The support we gave one another was in stark contrast to another equally large group climbing the same route as us.  These climbers, part of a co-ed hiking group from eastern Europe, were competitive, arrogant and incredibly impatient to get to the top.  As a result some of them experienced injuries (including a near face-plant from a daredevil stunt) and more severe forms of altitude sickness.  Not all of them made it to the top on summit day.  To them climbing Kilimanjaro wasn’t an experience at all, it was just another mountain to tick off their list and I was relieved they weren’t my hiking partners.

*Due to popular demand WHOA Travel is now offering hikes 4 times a year but at the time I booked they were only offering it in March and June.

The Verdict: If you’re a female traveler who doesn’t want to go solo on your next adventure I would highly recommend checking out WHOA Travel.  They don’t just do Kilimanjaro hikes either!  You can choose to bike in India, hike to Machu Picchu in Peru, do yoga in Costa Rica or drink beer at Oktoberfest in Germany.  They’ve also recently added expeditions to Mount Elbrus and Everest Base Camp plus a sailing adventure in the Caribbean.  There are always new adventures popping up on their site so check back frequently!

Tips and Tricks: Kilimanjaro is WHOA’s most popular adventure but it’s also the most challenging, both physically and mentally.  While the 7-Day Machame Route is totally doable you really need to be in good physical shape to climb it.  If you’re overweight like me that can mean getting into a fitness routine up to 6 months in advance, though more fit hikers can choose to book at the last minute.  In fact Karen, my tent mate, decided to join just 2 days before we hit the trail!

Good to Know:  The fees that WHOA Travel charges to climb Kilimanjaro may seem much higher than other companies charge but a portion of those fees go to sponsor the climb of a local girl in the area.  For our climb we sponsored Elizabeth and Siodi from Kenya, prior students at the Tembea Girl’s School who saw snow for the first time on this journey.  Your fees also include the tips for your porters and guides, something that is usually excluded from the prices that other companies list.

Child Friendly?  Children must be at least 12 years old to be permitted to climb Mount Kilimanjaro but I would recommend it only for older teenagers.  I would love to do a mother/daughter climb with Stink…in about 15 years!

Read More: If you’re interested in hiking Mount Kilimanjaro you might want to check out my awesome Kili playlist for some inspiring songs, my extensive packing list that includes products for plus-size women or this post about getting in shape before your climb.

This post contains affiliate advertising.  I may receive compensation for purchases made using these banners to help support the running of Travel Fearlessly.  These affiliate programs do not affect the price you pay for products or services.


  1. Thank you so much for this post.

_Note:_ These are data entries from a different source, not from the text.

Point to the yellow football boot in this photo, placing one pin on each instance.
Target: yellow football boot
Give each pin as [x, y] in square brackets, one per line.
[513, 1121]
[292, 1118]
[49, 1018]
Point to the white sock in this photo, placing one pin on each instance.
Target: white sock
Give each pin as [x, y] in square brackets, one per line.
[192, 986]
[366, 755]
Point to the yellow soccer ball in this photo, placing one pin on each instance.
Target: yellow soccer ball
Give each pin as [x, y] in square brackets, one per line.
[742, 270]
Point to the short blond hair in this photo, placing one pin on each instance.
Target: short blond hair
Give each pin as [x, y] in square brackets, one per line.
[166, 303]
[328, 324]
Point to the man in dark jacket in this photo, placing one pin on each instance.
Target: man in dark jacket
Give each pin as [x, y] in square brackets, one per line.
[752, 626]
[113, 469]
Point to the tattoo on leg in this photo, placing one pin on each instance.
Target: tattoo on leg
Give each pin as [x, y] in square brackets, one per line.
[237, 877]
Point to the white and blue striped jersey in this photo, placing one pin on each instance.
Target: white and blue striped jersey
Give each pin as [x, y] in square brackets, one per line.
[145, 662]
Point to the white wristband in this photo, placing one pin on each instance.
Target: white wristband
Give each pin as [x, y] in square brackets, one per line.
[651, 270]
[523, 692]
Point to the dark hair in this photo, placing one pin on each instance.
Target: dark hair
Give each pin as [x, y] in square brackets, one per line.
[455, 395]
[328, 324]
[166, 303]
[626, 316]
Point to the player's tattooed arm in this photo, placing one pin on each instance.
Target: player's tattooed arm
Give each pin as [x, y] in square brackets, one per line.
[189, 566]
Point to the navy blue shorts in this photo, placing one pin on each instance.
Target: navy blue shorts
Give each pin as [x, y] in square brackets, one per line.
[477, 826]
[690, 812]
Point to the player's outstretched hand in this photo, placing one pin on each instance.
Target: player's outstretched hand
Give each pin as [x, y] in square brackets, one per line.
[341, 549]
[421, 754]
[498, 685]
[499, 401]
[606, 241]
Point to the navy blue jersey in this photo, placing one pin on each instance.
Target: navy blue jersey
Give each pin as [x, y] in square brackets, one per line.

I’ve been contemplating doing this during August 2017 which will give me about a year to train. What types of exercise do you suggest? I like to think I’m physically active but that is completely different from hiking one of the most challenging mountains in the world! Any tips would be greatly appreciated!

    • I honestly have zero experience hiking too. All my hiking attempts were failures so I stuck with the gym and walking up and down a huge hill in my neighborhood. If you go with WHOA (or hike the Machame) I suggest the stair climber and the treadmill at an incline. I really REALLY underestimated how much I would be stepping up wooden stairs and rocks and didn’t train on the stair climber enough. That’s what slowed me down the most. I do plan on writing a post about an exercise plan for the Machame Route (geared toward overweight ladies like myself) but I haven’t gotten around to it yet. I’m actually planning on going back to Kili in 2018 or 2019 with my sister so I’m going to have to retrain again for it!